Also, I think some website still have a relatively low upper limit for password length.
Website length limits are a problem though, in the worst case there are websites that silently truncate your password so you don't even realize that the first 12 (or whatever) characters are the only part that matters. If your first 12 characters are two words with a dash in the middle, that could be a real vulnerability.
Another benefit of passkeys is that it limits the ability of websites to do that kind of stupid shit.
- the entity number (3)
- the kind of entity (Cats)
- the kind of part (Legs)
and that's not a huge number of combinations.
Yet they still need to be typed on cell phone keyboards, TVs, or communicated over phone (shared passwords are the best compromise if asymmetric cryptography is not an option), in which case you usually need to spell it out anyway.
curl https://raw.githubusercontent.com/danielmiessler/SecLists/refs/heads/master/Discovery/DNS/dns-Jhaddix.txt | grep "horse-battery-staple"

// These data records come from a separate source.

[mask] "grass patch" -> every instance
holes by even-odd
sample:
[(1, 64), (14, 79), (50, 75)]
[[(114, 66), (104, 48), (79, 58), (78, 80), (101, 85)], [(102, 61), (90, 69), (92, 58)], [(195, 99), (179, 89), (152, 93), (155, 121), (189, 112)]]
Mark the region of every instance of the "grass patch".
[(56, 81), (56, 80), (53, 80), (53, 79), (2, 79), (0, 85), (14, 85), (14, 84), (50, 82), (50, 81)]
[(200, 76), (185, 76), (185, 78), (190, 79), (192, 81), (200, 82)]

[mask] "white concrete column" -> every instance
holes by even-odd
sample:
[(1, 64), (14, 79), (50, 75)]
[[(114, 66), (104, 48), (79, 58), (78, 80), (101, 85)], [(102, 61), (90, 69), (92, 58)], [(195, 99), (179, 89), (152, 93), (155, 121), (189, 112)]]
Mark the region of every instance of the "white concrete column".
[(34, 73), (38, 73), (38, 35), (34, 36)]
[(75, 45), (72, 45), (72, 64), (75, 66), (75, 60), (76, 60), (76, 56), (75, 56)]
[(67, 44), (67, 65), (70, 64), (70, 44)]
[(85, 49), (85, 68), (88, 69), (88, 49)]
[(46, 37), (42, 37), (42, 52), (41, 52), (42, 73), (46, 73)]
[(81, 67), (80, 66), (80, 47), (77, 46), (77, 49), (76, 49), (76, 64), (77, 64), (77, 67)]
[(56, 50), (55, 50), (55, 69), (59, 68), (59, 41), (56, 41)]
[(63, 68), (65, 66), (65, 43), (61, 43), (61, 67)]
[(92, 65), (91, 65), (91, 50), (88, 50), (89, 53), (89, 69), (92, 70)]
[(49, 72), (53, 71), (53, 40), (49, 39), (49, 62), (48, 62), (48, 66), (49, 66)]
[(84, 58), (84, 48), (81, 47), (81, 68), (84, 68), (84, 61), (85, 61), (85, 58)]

There's a well-known reason for that (and for GPs comment): https://xkcd.com/936/
Having to enter a password on a streaming device is rare event for me at least. Almost all of the apps on my Roku support using an off device web browser to authenticate.
Did you RTFA?
>> To make these passwords easier to type on suboptimal keyboard layouts like my colleague’s game controller, where the mode switching might be difficult, these new passwords are actually dominated by lowercase characters. And to make it easier to short-term have in your head little chunks of it to bring over to the other device, the passwords are based on syllables. That’s consonant, vowel, consonant patterns. With these considerations put together, in our experience, these passwords are actually a lot easier to type on a foreign, weird keyboard, in the rare instances where that might be needed for some of our users.
I maintain that a good secrets management system has a number of passwords which should be memorizable (and memorized) which is greater than zero. Possibly by only one element.